Drivers Are More Likely to be Distracted Around Emergency Vehicles: New Survey from NSC and ERSI
During Distracted Driving Awareness Month, National Safety Council and Emergency Responder Safety Institute find far too many drivers post to social media and take photos or videos when emergency personnel are responding to an incident
MIAMI – According to a survey released today by the National Safety Council and the Emergency Responder Safety Institute, 71 percent of U.S. drivers take photos or videos when they see an emergency vehicle on the side of the road responding to a fire or a crash, or simply making a routine traffic stop. Sixty percent post to social media, and 66 percent send an email about the situation – all while behind the wheel. Those distracting behaviors are markedly less frequent, but still alarming, during normal driving conditions – 24 percent of drivers surveyed said they take photos or video while driving, 29 percent admitted to using social media and 24 percent said they send email.
Worse still, 16 percent – more than 1 in 10 – said they either have struck or nearly struck a first responder or emergency vehicle stopped on or near the road. In spite of all this, 89 percent of drivers say they believe distracted motorists are a major source of risk to first responders.
NSC is releasing the survey during Distracted Driving Awareness Month, observed every April to raise awareness and educate about the importance of being attentive behind the wheel. Funding for the survey was provided to the Cumberland Valley Volunteer Firemen’s Association through the FEMA Fire Prevention and Firefighter Safety Grant Program.
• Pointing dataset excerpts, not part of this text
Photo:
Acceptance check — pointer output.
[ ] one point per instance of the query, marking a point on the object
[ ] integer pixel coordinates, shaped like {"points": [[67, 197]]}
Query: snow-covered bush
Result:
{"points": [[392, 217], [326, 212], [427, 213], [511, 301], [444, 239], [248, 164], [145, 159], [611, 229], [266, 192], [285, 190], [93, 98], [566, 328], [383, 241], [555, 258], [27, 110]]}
“The cruel irony is, we are putting the people who are trying to improve safety in very unsafe situations,” said Nick Smith, interim president and CEO of the National Safety Council. “Our emergency responders deserve the highest levels of protection as they grapple with situations that are not only tactically difficult but also emotionally taxing. Save your communications for off the road; disconnect and just drive.”
Thousands die each year in distracted driving crashes, though National Safety Council investigations show these crashes are significantly underreported and undercounted.[i] Emergency responders are particularly vulnerable, because they exit their vehicles and tend to situations on active roadways. In 2013, 37 people died in crashes involving ambulances, fire trucks or police cars, and an additional 17,028 were injured. Since January, 16 emergency responders have been struck and killed by vehicles. Sadly, 49 percent of survey respondents said possibly being struck by a vehicle is “just part of the risk” of being a first responder.
“The Emergency Responder Safety Institute was born 21 years ago following the tragedy of two highway incidents that took the lives of first responders who were struck while helping others,” said Greg Yost, President of the Cumberland Valley Volunteer Firemen’s Association, parent organization of the Emergency Responder Safety Institute. “Because of distracted driving, we’ve been focusing our efforts on educating drivers who are often not paying careful enough attention when passing emergency scenes. In 2019, already 16 responders have lost their lives and many others have been injured in these types of crashes,” he added.
Other important findings from the poll include:
- 19 percent of drivers admit their own inattentive driving has probably put first responders at unnecessary risk
- Despite being willing to engage in risky behaviors while driving around emergency vehicles, 62 percent say they are “above average” drivers when passing an emergency vehicle with its lights flashing on the side of the road
- 24 percent do not realize that there are legal requirements for what drivers must do when they see an emergency vehicle on the side of the road
- Even though 97 percent say they will see an emergency vehicle if it has its flashing lights on, 74 percent would still like responders to wear reflective clothing
- 80 percent of drivers say they slow down to get a better look when they see an emergency response vehicle tending to a fire, crash or traffic stop. Doing so backs up traffic and creates other safety hazards.
- Encouragingly, 67 percent have heard of “Move Over” laws and 73 percent say they move over when they see an emergency vehicle stopped on the side of the road with its lights on – the proper response on nearly all roadways
“Those that serve the public are exposed to a number of risks, including risks from those that they serve,” said I. David Daniels, chair of the NSC Government and Public Sector Division, which initiated the NSC-ERSI partnership. “These two organizations’ joint efforts will most certainly help increase safety for public sector workers and reduce communities’ costs incurred from vehicle crashes involving public employees.”
About the Emergency Responder Safety Institute
The Emergency Responder Safety Institute (ERSI), a Committee of the 118-year-old Cumberland Valley Volunteer Fireman’s Association, is an advisory group of public safety leaders and transportation experts committed to reducing deaths and injuries to America’s emergency responders while working on the roadways helping others. The ERSI mission includes responder training as well as public education.
[i] According to NHTSA FARS data
About the National Safety Council
The National Safety Council is a nonprofit organization whose mission is to eliminate preventable deaths at work, in homes and communities, and on the road through leadership, research, education and advocacy. Founded in 1913 and chartered by Congress, NSC advances this mission by partnering with businesses, government agencies, elected officials and the public in areas where we can make the most impact.